Should I keep the interaction term? I am doing research on mortality. I am running Cox regression and I am adjusting for 40 variables which are proven in the literature to be related with mortality. My main exposure is X. In my final model I have 19 variables that are significant and my exposure is non significant. Than I try the last analysis including interaction terms between my exposure and the 19 covariates that I found significant in the final model, of which only one interaction term was significant. It changes the coefficient of my main exposure around 40% and makes it significant. 
Is this a good approach, and should I keep the interaction term in the model?
 A: How did you get the "final model" which turned out not to be final (since you changed it)?  I hope it wasn't through procedure such as forward, backward, stepwise or bivariate screening.
First, with so many potential IVs, you need a lot of data; what is your N?
Second, you should base model selection first of all on substantive theory If theory says all 40 are important (note, important, not significant necessarily) and you have the N, you may want to keep all 40. Showing that what was thought to be a large effect is small in your sample can be just as important as finding a large effect. In fact, it can be more important. E.g. if you found some group of humans in which men were not much different in height from women, that would be hugely important. 
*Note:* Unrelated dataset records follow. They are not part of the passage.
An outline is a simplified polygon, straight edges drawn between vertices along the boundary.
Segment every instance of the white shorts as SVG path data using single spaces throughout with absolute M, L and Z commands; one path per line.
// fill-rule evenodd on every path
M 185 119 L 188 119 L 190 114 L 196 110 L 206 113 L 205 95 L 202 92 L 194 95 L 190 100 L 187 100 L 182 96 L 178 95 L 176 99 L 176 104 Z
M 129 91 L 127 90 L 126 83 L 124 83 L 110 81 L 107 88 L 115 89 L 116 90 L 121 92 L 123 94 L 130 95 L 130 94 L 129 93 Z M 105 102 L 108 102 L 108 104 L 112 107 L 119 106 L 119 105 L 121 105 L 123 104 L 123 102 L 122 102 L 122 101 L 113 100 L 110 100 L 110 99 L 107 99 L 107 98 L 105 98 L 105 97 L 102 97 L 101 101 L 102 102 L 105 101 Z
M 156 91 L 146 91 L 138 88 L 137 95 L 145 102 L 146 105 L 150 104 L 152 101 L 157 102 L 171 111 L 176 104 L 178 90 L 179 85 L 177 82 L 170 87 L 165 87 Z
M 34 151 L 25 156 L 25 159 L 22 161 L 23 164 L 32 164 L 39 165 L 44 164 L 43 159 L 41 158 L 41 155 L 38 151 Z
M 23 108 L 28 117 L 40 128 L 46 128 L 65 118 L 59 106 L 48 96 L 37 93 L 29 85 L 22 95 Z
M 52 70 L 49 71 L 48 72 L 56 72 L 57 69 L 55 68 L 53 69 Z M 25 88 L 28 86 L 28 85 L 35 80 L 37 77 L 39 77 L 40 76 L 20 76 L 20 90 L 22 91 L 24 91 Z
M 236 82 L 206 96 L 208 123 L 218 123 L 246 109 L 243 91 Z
Alternatively, you could have a null hypothesis that isn't a nill hypothesis.
Third, similarly with interactions: You want to look at what would be interesting.
Finally, all this presupposes you have checked for things like collinearity and outliers and so on. 
A: I don't really know anything about Cox models, but in general you should keep an interaction term if (1) you've got a theory to interpret it, and (2) it improves AIC or BIC or some other sensible model selection criterion.  If you just report whatever happens to be ``significant,'' you run the risk of data mining.  This is why a number of disciplines require people to file pre-analysis plans.  
If you're not familiar with data mining:  its the idea that a 95% significant coefficient will actually be zero 5% of the time.  So if you've got 20 variables and 1 of them is significant...  you get the point.